Die Kreissporthalle der Gewerblichen Schulen Donaueschingen ist jetzt wieder für den Sportbetrieb freigegeben. 3,3 Millionen Euro investierte der Schwarzwald-Baar-Kreis in die Sanierung der Halle. Rund ein Jahr lang dauerten die Arbeiten an der 1980 erbauten Sporthalle an. Landrat Sven Hinterseh freute sich über die gelungene Sanierung: „Ich bin froh, dass wir die Kreissporthalle den Sporttreibenden in einem so toll sanierten Zustand zur Nutzung übergeben können. Die Halle trägt erheblich dazu bei, den Schulsport zu gewährleisten, aber auch Raum für den Vereinssport zu bieten.“ Tagsüber und während der Schulzeit wird die Kreissporthalle Donaueschingen überwiegend durch den Schulsport der Gewerblichen Schulen und den benachbarten Kaufmännischen und Hauswirtschaftlichen Schulen Donaueschingen belegt. Abends und an den Wochenenden steht die Halle auch den örtlichen Vereinen zur Nutzung bereit.

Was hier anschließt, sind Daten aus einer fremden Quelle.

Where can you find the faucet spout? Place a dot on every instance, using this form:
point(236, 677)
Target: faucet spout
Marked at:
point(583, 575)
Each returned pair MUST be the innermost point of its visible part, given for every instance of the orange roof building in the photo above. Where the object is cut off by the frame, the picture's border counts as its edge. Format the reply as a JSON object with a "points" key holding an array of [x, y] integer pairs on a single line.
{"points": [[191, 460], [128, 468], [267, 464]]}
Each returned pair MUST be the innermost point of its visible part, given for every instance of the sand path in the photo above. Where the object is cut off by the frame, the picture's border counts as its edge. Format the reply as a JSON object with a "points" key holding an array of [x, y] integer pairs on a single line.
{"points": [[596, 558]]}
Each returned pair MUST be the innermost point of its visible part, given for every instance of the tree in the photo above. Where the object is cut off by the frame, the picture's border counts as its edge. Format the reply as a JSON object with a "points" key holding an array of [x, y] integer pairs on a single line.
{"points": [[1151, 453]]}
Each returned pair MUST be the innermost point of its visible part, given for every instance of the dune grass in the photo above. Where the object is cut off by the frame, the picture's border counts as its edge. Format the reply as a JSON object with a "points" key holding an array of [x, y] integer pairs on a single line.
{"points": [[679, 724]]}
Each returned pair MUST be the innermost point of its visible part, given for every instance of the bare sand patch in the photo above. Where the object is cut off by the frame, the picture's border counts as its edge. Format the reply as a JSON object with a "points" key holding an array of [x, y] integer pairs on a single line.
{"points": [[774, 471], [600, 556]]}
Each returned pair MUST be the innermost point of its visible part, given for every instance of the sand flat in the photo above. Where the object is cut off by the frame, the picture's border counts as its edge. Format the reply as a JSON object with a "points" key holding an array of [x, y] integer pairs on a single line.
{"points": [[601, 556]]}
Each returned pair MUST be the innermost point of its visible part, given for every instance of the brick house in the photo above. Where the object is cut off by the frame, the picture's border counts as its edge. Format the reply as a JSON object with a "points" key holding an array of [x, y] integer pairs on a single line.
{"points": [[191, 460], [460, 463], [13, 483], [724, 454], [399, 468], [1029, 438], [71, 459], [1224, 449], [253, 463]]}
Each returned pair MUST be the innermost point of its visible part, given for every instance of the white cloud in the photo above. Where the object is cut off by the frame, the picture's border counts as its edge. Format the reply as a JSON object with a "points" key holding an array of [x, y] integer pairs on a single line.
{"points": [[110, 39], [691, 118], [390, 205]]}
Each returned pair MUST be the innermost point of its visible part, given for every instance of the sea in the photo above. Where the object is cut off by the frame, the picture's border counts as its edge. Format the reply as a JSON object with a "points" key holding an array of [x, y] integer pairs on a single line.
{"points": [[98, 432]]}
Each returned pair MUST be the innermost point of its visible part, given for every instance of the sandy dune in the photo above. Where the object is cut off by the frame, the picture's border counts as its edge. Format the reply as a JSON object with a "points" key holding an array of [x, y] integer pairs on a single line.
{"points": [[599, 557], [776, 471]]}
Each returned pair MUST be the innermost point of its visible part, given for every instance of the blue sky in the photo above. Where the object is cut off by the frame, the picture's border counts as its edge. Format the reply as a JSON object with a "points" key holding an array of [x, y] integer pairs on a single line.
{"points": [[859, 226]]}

„Mit der Sanierung wurde im Mai 2025 begonnen. Als erstes wurde die Außenhülle der Sporthalle inklusive der PV-Anlage neugestaltet. Zudem haben wir in einen neuen Sportbodenbelag, in eine moderne LED-Beleuchtung und teilweise in eine neue Inneneinrichtung investiert“, erläutert Stefan Löffler, Leiter des Amtes für Schule, Hochbau und Gebäudemanagement des Landkreises die Maßnahme. Ende 2023 bis Anfang 2025 wurde die Sporthalle durch den Landkreis als Gemeinschaftsunterkunft für geflüchtete Personen genutzt.
Die Gewerblichen Schulen Donaueschingen wurden 1968 als Gesamtensemble in Stahlbetonbau errichtet. „Die Tragsubstanz der Gebäude ist nach wie vor in einem ordentlichen Zustand. Die Ausbauelemente sind jedoch stark sanierungsbedürftig“, so Stefan Löffler. Deshalb laufen seit einigen Jahren umfangreiche energetische und brandschutztechnische Sanierungsmaßnahmen. In einem ersten großen Bauabschnitt wurde 2018 der Gebäudeteil A in Angriff genommen und die Klassenzimmer sowie die Aula mit einem Schüleraufenthaltsbereich modernisiert. Aktuell laufen nun in einem letzten Abschnitt die Baumaßnahmen bei den Werkstätten (Bauteil B). Insgesamt betragen die Gesamtkosten mehr als 20 Millionen Euro.